Yeah, I think I agree there are some semantic questions here.
Particularly given the explicitly documented "run-then-sleep-N loop" implementation (as opposed to "run every N"), I think it's reasonable to expect that only one instance of the block will be running at any given time. (Notwithstanding the internal use of the completion
event, which almost feels like a nod toward at-least-once behaviour, but looks to me like it actually became redundant when the timeout behaviour [which involved two racing tasks] was removed.)
The linked issues are clearly violations of that principle, and this PR reduces the circumstances where that can happen... but an execute; shutdown; execute
could still leave two copies overlapping if the first run starts just before the shutdown.
Setting aside whether it's a complete fix, in terms of whether this PR is safe in isolation: I'm not certain of the semantics of an unsynchronized read of an instance variable that's potentially being written by another (synchronized) thread. Without going back to research it properly, the local implementation of execution_interval
seems to support my vague feeling that it may be problematic.
On implementation, I note that ScheduledTask has a potentially-relevant cancel
method. If we have to switch to an AtomicReference anyway, perhaps we can just remember the upcoming ScheduledTask and then cancel it directly when necessary?

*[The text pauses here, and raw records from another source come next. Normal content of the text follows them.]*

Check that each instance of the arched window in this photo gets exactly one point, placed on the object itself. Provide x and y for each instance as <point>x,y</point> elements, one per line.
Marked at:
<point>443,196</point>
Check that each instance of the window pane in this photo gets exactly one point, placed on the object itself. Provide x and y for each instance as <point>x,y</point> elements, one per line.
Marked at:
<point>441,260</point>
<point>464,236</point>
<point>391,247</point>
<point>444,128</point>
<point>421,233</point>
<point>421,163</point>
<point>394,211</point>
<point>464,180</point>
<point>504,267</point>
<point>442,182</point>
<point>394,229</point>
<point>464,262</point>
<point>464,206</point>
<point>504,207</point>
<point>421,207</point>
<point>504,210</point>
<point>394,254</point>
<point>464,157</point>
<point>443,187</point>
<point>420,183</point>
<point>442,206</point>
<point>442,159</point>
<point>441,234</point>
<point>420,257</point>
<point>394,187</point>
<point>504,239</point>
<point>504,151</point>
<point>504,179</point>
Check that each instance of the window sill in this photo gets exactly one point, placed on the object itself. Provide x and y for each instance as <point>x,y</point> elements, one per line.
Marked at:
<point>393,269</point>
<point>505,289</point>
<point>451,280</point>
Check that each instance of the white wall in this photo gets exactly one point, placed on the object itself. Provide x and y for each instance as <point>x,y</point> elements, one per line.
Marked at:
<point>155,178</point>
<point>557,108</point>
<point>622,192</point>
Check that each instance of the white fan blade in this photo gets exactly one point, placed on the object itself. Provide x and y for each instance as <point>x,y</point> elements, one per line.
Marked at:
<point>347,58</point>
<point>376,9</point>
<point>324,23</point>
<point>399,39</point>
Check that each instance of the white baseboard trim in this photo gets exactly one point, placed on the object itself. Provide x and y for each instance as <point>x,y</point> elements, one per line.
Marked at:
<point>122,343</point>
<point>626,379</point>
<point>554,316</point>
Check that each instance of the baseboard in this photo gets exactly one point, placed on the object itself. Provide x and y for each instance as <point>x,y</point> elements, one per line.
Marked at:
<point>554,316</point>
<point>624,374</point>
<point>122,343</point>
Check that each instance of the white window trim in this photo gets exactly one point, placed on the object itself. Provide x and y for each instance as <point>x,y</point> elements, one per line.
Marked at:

I force-pushed over the change, but task.cancel if task
required being called outside of synchronization and thus has the same danger of unsynchronized read/write.
In consultation with @matthewd, I I'm now using an AtomicFixnum to store and check the "age" of the TimerTask (incremented when started/restaretd) to try to avoid any variable reassignment.
Fixes #672 and #662.
Creates a new @running object on shutdown while the ScheduledTask is checking the previously set @running object which will remain false.
Note: I don't like my testing strategy but couldn't think of a better one.